This is an event in another sense. Freud has been strangely marginal in Said's work as critic and cultural thinker. There are no references in Orientalism, two trivial ones in Culture and Imperialism and virtually nothing in three collections of essays and interviews last year. The exception is Beginnings, Said's first work of literary theory, but discussion tends to be scattered through the book. This lecture, then, is his first sustained engagement with Freud.
For Said there are several different Freuds. In Beginnings, in 1975, there was the French Freud of literary theory, imported via Lacan, Althusser and Derrida. There is no trace of that here. What we get instead, at least in the beginning, is a post-colonialist critique of Freud the Eurocentric. "Freud's awareness of other cultures" has a "peculiarly 'western' stamp". His world was "not tremendously bothered" by "the problems of the Other". All of this is evidently unforgivable these days and you start to fear it is going to be called off as a mismatch: Said and Fanon 1, Freud 0.

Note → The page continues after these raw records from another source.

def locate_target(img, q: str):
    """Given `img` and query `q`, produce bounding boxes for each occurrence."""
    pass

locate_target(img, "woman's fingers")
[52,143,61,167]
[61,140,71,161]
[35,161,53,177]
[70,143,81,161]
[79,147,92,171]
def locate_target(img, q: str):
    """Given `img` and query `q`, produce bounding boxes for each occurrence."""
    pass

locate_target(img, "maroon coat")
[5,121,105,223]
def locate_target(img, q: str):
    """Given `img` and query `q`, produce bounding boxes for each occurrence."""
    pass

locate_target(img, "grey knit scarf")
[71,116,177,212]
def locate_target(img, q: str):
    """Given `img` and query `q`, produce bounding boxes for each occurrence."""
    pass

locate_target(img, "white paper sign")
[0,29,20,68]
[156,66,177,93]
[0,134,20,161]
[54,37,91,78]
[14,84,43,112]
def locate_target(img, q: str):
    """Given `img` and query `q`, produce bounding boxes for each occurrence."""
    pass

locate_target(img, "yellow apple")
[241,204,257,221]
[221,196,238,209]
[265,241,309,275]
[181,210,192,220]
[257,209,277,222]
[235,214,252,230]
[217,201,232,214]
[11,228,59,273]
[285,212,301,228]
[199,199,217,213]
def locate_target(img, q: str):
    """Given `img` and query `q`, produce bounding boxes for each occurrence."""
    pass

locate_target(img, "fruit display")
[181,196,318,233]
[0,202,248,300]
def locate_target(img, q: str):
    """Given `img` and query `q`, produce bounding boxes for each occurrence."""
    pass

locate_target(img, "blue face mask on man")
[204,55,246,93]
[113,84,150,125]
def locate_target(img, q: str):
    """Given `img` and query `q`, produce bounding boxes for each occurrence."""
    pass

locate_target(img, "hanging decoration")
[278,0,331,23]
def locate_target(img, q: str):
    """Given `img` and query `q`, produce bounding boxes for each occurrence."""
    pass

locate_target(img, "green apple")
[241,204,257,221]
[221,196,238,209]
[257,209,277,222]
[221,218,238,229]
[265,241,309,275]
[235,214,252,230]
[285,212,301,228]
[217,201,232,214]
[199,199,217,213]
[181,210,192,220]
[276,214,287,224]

Fortunately, Said's lecture takes an interesting turn. It looks at Freud's last major book, Moses and Monotheism, as an example of "late style", comparable with late Beethoven. Both figures, argues Said, move towards a new complexity. In Moses we see Freud, the Jewish intellectual, "probing his own relationship with his ancient faith through the history and identity of its founder". The tone is not one of mellow resolution, but of "intransigence and a sort of irascible transgressiveness", "a willingness to let irreconcilable elements of the work remain as they are: episodic, fragmentary, unfinished".
Moses and Monotheism has long been regarded as Freud's problem work. There are no easy resolutions like the great case histories, and it is not a major theoretical statement like The Interpretation of Dreams. The editors of the standard edition write of its "eccentricity", and Peter Gay, Freud's biographer, calls it "untidy" and "peculiar".
For Said these problems are the book's - and Freud's - strengths. It is Freud's refusal to accept a simplistic notion of Jewishness or any collective identity that Said finds admirable. He goes on to compare Freud's ideas with cruder notions in Israel today.
Said's argument boils down to this: Freud was a complicated and subtle thinker, and Israeli attitudes to Palestinians leave much to be desired. It's depressingly unoriginal and, together with a terrible, sometimes offensive, introduction by Christopher Bollas, makes for a disappointing read. Perhaps it explains why Said has never properly engaged with Freud. Too often, he has imposed his own agenda: literary theory, post-colonialism, now "late style". It's a puzzling - and revealing - failure.